TNF-TNFR2/p75 Signaling Inhibits Early and Increases Delayed Non-Targeted Effects in Bone Marrow-Derived Endothelial Progenitor Cells [Signal Transduction]
April 22nd, 2014 by Sasi, S. P., Song, J., Park, D., Enderling, H., McDonald, J. T., Gee, H., Garrity, B., Shtifman, A., Yan, X., Walsh, K., Natarajan, M., Kishore, R., Goukassian, D. A.
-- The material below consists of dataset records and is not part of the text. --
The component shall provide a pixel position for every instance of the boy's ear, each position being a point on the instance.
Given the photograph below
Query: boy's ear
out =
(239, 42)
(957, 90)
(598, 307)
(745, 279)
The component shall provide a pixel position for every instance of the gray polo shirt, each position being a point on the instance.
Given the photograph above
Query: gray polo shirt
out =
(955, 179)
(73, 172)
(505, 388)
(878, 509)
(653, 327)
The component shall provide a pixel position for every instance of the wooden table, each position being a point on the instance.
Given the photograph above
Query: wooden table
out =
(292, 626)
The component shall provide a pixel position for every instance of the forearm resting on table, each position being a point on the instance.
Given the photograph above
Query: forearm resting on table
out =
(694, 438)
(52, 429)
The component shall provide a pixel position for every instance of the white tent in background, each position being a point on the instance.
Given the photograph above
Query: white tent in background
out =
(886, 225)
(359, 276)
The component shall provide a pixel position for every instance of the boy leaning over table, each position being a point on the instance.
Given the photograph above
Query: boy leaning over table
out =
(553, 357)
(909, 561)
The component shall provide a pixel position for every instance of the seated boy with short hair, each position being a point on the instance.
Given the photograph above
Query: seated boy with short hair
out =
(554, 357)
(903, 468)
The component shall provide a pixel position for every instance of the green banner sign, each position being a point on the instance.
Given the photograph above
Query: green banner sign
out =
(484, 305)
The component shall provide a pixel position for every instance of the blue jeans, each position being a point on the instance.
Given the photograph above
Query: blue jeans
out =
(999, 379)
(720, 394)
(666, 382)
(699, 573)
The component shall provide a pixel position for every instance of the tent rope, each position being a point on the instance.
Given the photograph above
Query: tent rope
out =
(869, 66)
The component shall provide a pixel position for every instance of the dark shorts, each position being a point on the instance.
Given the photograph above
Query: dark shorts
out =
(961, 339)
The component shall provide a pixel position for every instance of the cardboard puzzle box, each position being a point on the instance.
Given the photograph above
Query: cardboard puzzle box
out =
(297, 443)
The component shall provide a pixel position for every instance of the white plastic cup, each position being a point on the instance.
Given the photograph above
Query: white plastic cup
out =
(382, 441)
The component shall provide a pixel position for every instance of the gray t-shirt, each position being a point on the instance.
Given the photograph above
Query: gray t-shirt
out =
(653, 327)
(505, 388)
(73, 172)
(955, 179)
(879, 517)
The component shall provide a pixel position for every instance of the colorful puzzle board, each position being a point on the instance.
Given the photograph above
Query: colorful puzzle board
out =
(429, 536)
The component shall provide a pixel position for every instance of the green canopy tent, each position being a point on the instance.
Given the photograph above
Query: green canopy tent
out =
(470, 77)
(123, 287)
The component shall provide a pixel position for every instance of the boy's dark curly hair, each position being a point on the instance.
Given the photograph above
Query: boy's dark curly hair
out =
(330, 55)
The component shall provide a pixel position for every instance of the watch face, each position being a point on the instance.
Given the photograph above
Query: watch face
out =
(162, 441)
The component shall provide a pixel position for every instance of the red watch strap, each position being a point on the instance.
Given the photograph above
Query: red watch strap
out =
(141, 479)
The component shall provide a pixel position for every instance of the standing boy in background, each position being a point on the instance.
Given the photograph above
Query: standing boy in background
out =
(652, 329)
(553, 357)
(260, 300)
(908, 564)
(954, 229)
TNF-α, a pro-inflammatory cytokine, is highly expressed after ionizing radiation (IR) and is implicated in mediating radiobiological bystander responses (RBR). Little is known about specific TNF receptors in regulating TNF-induced RBR in bone marrow-derived endothelial progenitor cells (BM-EPCs). Full-body γ-IR wild type (WT) BM-EPCs showed byphasic response: slow decay of p-H2AX foci during initial 24h and increase between 24h and 7 days post-IR, indicating a significant RBR in BM-EPCs in vivo. Individual TNF receptor signaling in RBR was evaluated in BM-EPCs from WT, TNFR1/p55KO and TNFR2/p75KO mice, in-vitro. Compared to WT, early RBR (1-5h) were inhibited in p55KO and p75KO EPCs, whereas delayed RBR (3-5d) were amplified in p55KO EPCs, suggesting possible role for TNFR2/p75 signaling in delayed RBR. Neutralizing TNF in γ-IR conditioned media (CM) of WT and p55KO BM-EPCs largely abolished RBR in both cell types. ELISA protein profiling of WT and p55KO EPC γ-IR-CM over 5d showed significant increases in several pro-inflammatory cytokines, including TNF-α, IL-1α, Rantes and MCP1. In-vitro treatments with murine recombinant (rm) rmTNF-α and rmIL-1α, but not rmMCP-1 or rmRantes increased the formation of p-H2AX foci in N-IR p55KO EPCs. We conclude that TNF-TNFR2 signaling may induce RBR in naive BM-EPCs and that blocking TNF-TNFR2 signaling may prevent delayed RBR in BM-derived EPCs, conceivably, in bone marrow milieu in general.